Она нас не замечала, и было это прекрасно, потому что если бы и заметила — то уж, наверное, не меня. Так я тогда привыкал уже чувствовать, к такой постоянной мысли себя готовил.

(Вновь наступает время произнести это самое слово — «комплекс». Вот оно уже и произнесено. Но — в скобках, только в скобках.

Терминология — коварная вещь. Она дарит, но она же крадет. Вот, к примеру, однажды мы соблазнились, произнесли разок: «информация» — еще запинаясь, еще не вполне уверенно, еще неопытные на пути порока. И сами не заметили, как продали душу дьяволу, и вот уже ходим изо дня в день этой новой дорожкой, и ни сведения, ни справки, ни известия, ни сообщения, никого из этих старых друзей для нас как будто не существует, только одна информация, информация, асфальтово-безликая информация…)


Вот я иду по улице, мокрый тротуар, сырость такая тревожная в воздухе, мелкий дождик — любимая моя погода. Я прогуливаюсь, у меня хорошее настроение. Сзади меня идут девушки, они прыскают, смеются, хохочут. «Не надо мной, — говорю я себе твердо, — просто так, мало ли почему…» Но в глубине души знаю точно: надо мной, а то над чем же еще, что еще тут смешного на улице? Я спешно выравниваю походку — и начинаю идиотски размахивать руками, не попадая в такт шагам. Я с усилием выпрямляю спину, перестаю глядеть под ноги и немедленно попадаю ногой в лужу. Грязная вода заливает туфли, забрызгивает мою штанину и портфель идущего рядом старичка. Старичок ругается, я молчу, краснею, потею, хромаю и хлюпаю. Девушки обгоняют меня, оглядываются. Знакомые, из соседней школы. Смеются. Теперь-то уж точно, теперь — никаких сомнений…

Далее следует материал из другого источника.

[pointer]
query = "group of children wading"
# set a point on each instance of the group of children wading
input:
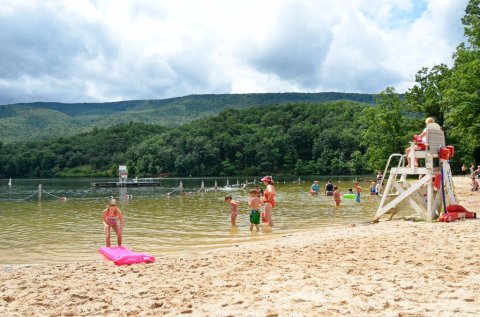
(254, 202)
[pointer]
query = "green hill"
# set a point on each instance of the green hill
(48, 120)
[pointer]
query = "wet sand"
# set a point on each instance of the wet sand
(395, 268)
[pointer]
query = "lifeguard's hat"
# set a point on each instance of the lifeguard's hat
(267, 178)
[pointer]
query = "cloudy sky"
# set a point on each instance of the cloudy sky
(109, 50)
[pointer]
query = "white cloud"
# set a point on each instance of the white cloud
(105, 50)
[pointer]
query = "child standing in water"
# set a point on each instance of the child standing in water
(234, 207)
(336, 196)
(268, 199)
(254, 203)
(358, 190)
(112, 218)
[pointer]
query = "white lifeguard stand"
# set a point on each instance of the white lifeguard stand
(428, 187)
(122, 173)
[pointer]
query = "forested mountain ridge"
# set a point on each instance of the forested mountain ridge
(48, 120)
(296, 138)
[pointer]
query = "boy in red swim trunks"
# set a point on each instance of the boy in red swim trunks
(234, 207)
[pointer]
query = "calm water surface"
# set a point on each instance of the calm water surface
(52, 231)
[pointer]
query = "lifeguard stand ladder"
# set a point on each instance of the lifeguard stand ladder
(424, 191)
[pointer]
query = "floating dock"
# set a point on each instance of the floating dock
(139, 183)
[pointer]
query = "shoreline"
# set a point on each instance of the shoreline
(394, 268)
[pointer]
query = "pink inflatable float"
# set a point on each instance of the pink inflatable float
(121, 255)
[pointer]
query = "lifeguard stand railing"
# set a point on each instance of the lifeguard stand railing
(422, 187)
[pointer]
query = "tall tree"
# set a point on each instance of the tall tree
(387, 128)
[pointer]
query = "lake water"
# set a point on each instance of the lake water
(52, 230)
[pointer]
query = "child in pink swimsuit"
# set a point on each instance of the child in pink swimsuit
(112, 218)
(234, 208)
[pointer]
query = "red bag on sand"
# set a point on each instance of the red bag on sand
(453, 208)
(455, 212)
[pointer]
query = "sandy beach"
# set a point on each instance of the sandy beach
(394, 268)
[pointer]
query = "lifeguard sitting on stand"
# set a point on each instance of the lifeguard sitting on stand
(420, 143)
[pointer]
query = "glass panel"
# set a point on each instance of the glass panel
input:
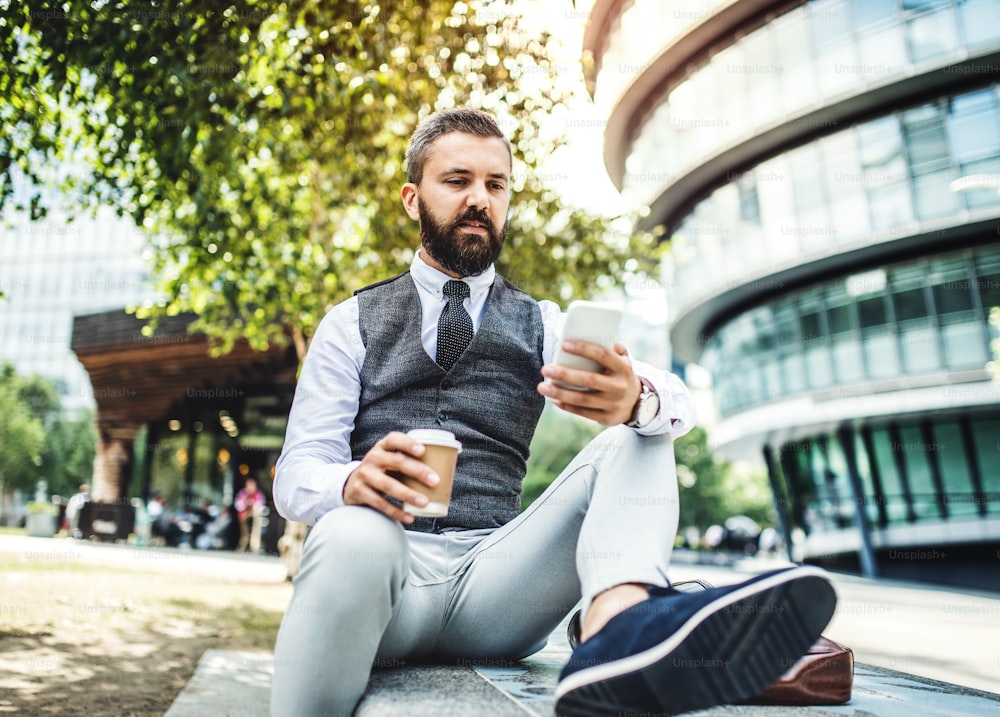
(867, 484)
(954, 469)
(921, 352)
(839, 318)
(799, 85)
(978, 21)
(965, 344)
(951, 286)
(883, 163)
(830, 23)
(837, 488)
(847, 360)
(892, 486)
(910, 304)
(793, 369)
(926, 139)
(871, 312)
(916, 455)
(818, 366)
(932, 195)
(973, 125)
(986, 434)
(988, 271)
(930, 28)
(772, 378)
(881, 355)
(873, 12)
(987, 196)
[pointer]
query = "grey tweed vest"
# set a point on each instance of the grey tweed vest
(487, 399)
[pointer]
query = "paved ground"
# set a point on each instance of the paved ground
(898, 632)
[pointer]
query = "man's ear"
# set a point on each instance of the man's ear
(409, 195)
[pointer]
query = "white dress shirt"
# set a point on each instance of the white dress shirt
(316, 458)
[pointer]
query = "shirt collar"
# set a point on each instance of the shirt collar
(433, 280)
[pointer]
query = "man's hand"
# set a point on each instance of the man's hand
(613, 393)
(370, 482)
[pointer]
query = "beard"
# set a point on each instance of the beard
(456, 250)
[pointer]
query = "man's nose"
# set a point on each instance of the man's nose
(478, 197)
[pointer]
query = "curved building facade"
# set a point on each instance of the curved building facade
(825, 266)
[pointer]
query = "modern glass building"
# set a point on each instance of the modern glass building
(54, 268)
(825, 266)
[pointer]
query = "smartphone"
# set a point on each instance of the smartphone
(591, 321)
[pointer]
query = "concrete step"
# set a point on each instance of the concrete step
(237, 684)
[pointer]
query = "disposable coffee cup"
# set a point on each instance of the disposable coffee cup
(441, 451)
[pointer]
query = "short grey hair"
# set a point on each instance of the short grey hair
(459, 119)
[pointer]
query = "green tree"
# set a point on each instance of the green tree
(558, 438)
(713, 489)
(23, 435)
(261, 143)
(40, 442)
(67, 459)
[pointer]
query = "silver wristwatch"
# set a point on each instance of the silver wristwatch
(646, 407)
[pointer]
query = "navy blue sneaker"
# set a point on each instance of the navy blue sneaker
(682, 651)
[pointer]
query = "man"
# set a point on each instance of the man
(249, 503)
(74, 507)
(377, 586)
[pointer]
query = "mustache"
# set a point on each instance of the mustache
(475, 215)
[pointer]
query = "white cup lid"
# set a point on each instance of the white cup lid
(435, 437)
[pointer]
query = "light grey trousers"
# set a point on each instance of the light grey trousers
(370, 593)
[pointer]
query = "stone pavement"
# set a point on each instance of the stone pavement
(238, 684)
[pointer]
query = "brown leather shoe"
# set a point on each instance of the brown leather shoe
(823, 676)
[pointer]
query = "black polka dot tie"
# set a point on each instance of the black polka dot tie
(454, 326)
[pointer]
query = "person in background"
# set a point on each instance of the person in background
(73, 509)
(249, 504)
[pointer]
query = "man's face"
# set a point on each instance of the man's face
(462, 202)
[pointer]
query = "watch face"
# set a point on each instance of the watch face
(648, 408)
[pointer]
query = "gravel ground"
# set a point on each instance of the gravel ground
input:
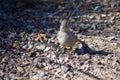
(29, 50)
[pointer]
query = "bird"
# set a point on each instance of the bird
(65, 37)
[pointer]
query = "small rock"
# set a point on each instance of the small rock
(20, 69)
(64, 68)
(40, 47)
(111, 38)
(25, 47)
(46, 49)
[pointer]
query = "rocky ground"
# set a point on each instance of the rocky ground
(28, 48)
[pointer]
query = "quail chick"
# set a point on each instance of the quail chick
(65, 37)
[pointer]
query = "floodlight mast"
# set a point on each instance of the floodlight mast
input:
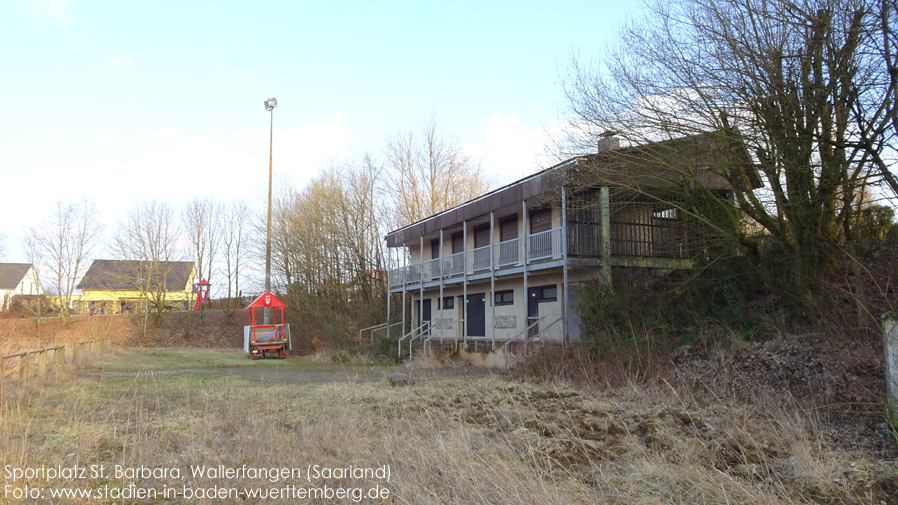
(270, 104)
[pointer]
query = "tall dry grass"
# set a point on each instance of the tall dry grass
(474, 440)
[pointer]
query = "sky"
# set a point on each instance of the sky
(124, 101)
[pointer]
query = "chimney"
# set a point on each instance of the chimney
(608, 141)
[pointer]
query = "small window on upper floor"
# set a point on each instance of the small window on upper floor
(508, 229)
(665, 213)
(458, 242)
(481, 236)
(435, 248)
(505, 297)
(548, 293)
(540, 220)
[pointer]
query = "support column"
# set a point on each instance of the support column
(404, 283)
(420, 290)
(440, 301)
(525, 245)
(564, 267)
(605, 209)
(464, 296)
(492, 280)
(389, 297)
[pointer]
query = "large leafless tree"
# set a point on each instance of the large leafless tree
(62, 246)
(808, 87)
(147, 238)
(430, 173)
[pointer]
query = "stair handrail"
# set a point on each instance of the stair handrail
(433, 334)
(419, 335)
(374, 328)
(523, 332)
(409, 334)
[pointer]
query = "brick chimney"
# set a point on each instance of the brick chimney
(608, 141)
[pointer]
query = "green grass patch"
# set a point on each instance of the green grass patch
(179, 359)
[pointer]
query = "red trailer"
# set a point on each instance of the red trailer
(259, 339)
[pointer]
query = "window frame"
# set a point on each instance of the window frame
(497, 294)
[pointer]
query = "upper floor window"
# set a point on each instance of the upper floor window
(481, 236)
(540, 220)
(458, 242)
(508, 229)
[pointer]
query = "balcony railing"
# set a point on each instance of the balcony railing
(544, 245)
(454, 265)
(506, 254)
(479, 259)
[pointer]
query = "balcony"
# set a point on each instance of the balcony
(541, 247)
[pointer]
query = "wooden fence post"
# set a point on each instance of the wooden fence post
(890, 339)
(59, 357)
(42, 363)
(23, 369)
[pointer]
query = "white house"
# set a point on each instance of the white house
(17, 279)
(502, 269)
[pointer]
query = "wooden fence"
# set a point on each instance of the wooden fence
(23, 366)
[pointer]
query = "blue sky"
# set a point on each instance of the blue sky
(129, 100)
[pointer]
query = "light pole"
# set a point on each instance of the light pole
(270, 104)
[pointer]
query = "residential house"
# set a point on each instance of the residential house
(113, 286)
(503, 268)
(17, 279)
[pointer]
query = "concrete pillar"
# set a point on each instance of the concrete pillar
(605, 208)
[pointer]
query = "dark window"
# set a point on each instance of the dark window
(458, 242)
(548, 293)
(435, 248)
(505, 297)
(481, 236)
(508, 229)
(541, 220)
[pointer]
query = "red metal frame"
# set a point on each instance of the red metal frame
(267, 300)
(202, 292)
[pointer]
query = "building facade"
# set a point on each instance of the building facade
(504, 269)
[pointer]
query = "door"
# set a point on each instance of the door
(475, 319)
(424, 315)
(532, 311)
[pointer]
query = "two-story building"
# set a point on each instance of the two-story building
(505, 267)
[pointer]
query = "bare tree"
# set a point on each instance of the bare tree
(235, 228)
(148, 240)
(430, 173)
(63, 243)
(799, 86)
(202, 225)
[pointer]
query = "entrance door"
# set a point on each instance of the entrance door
(424, 315)
(532, 311)
(476, 316)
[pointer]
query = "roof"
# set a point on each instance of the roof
(259, 302)
(659, 165)
(123, 275)
(11, 274)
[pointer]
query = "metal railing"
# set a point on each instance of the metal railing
(478, 259)
(417, 332)
(528, 338)
(544, 244)
(508, 253)
(376, 328)
(454, 265)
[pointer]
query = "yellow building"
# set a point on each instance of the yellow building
(116, 286)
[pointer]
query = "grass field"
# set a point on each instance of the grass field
(446, 438)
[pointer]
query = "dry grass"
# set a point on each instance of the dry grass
(448, 440)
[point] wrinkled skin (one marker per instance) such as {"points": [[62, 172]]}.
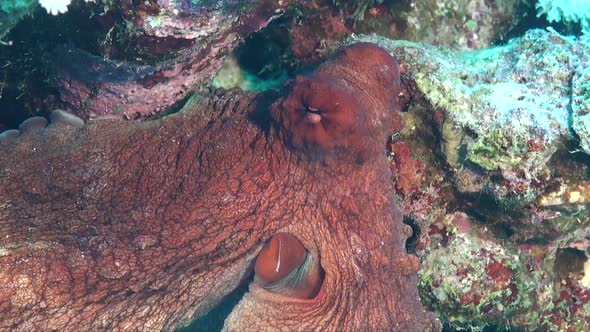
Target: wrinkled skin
{"points": [[145, 226]]}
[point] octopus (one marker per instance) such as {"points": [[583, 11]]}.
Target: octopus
{"points": [[117, 225]]}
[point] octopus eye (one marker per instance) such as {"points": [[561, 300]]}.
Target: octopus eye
{"points": [[285, 267], [313, 115]]}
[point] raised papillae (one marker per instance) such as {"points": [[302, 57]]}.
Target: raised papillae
{"points": [[113, 225]]}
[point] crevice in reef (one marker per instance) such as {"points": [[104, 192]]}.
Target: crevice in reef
{"points": [[412, 241], [214, 319]]}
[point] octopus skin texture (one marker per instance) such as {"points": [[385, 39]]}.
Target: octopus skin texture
{"points": [[112, 225]]}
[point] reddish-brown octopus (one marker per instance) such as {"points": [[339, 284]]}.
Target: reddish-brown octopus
{"points": [[114, 225]]}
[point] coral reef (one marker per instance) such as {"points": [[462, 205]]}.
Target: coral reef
{"points": [[146, 225], [502, 190], [462, 24]]}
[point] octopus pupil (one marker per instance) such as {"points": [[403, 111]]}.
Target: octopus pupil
{"points": [[313, 110], [313, 115]]}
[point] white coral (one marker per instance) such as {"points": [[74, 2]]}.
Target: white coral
{"points": [[568, 11], [55, 6]]}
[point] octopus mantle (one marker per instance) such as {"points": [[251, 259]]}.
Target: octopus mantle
{"points": [[115, 225]]}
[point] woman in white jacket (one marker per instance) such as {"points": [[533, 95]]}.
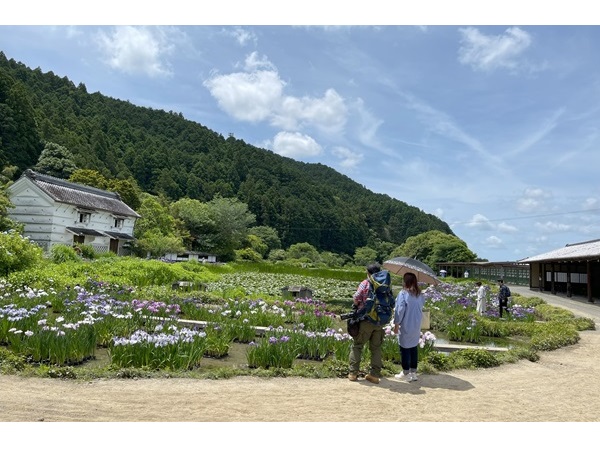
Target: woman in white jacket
{"points": [[481, 298], [407, 325]]}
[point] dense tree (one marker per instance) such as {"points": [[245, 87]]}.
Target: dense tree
{"points": [[303, 251], [20, 143], [167, 155], [232, 219], [56, 161], [6, 223], [268, 235], [365, 256], [199, 222], [434, 247]]}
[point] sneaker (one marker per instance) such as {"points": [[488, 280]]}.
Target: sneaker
{"points": [[372, 379]]}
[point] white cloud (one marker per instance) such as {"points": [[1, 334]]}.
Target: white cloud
{"points": [[488, 53], [507, 228], [254, 62], [481, 222], [493, 242], [534, 199], [295, 145], [245, 96], [241, 35], [552, 227], [327, 113], [591, 203], [257, 94], [349, 159], [137, 50]]}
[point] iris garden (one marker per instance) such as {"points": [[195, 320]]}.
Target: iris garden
{"points": [[48, 322]]}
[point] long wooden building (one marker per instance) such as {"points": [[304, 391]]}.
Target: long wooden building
{"points": [[573, 270]]}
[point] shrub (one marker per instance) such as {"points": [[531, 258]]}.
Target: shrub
{"points": [[17, 252], [479, 357], [87, 251], [439, 361], [553, 336], [62, 253]]}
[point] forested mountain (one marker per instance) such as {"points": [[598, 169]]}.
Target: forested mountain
{"points": [[167, 154]]}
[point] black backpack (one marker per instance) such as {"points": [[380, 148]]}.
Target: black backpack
{"points": [[379, 306]]}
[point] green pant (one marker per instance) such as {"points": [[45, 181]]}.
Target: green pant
{"points": [[373, 334]]}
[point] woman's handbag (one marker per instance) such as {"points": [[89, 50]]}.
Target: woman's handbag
{"points": [[353, 327]]}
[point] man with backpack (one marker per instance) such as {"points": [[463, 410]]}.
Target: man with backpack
{"points": [[503, 295], [374, 302]]}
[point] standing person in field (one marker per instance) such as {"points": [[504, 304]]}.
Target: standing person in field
{"points": [[481, 298], [407, 325], [503, 294], [368, 332]]}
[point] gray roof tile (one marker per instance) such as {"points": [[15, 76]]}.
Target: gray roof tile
{"points": [[80, 195], [580, 251]]}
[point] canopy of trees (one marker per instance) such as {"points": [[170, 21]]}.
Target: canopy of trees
{"points": [[165, 155]]}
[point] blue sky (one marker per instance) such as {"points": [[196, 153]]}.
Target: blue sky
{"points": [[495, 129]]}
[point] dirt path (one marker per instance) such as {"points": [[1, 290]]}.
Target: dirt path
{"points": [[562, 386]]}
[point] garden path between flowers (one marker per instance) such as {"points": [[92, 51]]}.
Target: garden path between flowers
{"points": [[561, 387]]}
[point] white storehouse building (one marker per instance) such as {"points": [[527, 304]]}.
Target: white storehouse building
{"points": [[55, 211]]}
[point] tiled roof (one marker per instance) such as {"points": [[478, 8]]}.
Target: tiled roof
{"points": [[580, 251], [84, 231], [79, 195]]}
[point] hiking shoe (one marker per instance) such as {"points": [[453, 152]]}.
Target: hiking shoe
{"points": [[372, 379]]}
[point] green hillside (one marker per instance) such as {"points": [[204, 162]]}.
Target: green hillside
{"points": [[170, 155]]}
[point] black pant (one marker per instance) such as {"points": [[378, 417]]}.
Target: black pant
{"points": [[503, 303], [409, 357]]}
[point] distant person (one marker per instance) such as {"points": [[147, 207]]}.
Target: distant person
{"points": [[368, 332], [407, 325], [481, 298], [503, 294]]}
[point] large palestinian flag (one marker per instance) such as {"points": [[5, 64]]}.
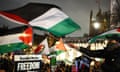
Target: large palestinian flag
{"points": [[43, 17]]}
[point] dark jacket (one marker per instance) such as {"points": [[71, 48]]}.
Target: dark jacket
{"points": [[111, 54]]}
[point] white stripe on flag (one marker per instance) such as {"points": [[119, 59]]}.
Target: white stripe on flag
{"points": [[49, 19]]}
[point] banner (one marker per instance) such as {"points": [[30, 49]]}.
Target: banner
{"points": [[27, 63]]}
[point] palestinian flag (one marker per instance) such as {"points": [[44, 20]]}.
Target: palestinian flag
{"points": [[44, 17], [106, 34], [10, 43]]}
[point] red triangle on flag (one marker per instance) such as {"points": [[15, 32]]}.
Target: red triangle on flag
{"points": [[26, 36]]}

Этого горя хватит мне на неделю. Если, конечно, его не догонит что-нибудь еще, поновее.

Вот мы делаем уроки с лучшим моим другом Ромкой. Я объясняю ему разложение многочлена. Он слушает внимательно, смотрит мне прямо в глаза и, когда я замолкаю, произносит задумчиво: «Знаешь, почему над тобой смеются?..»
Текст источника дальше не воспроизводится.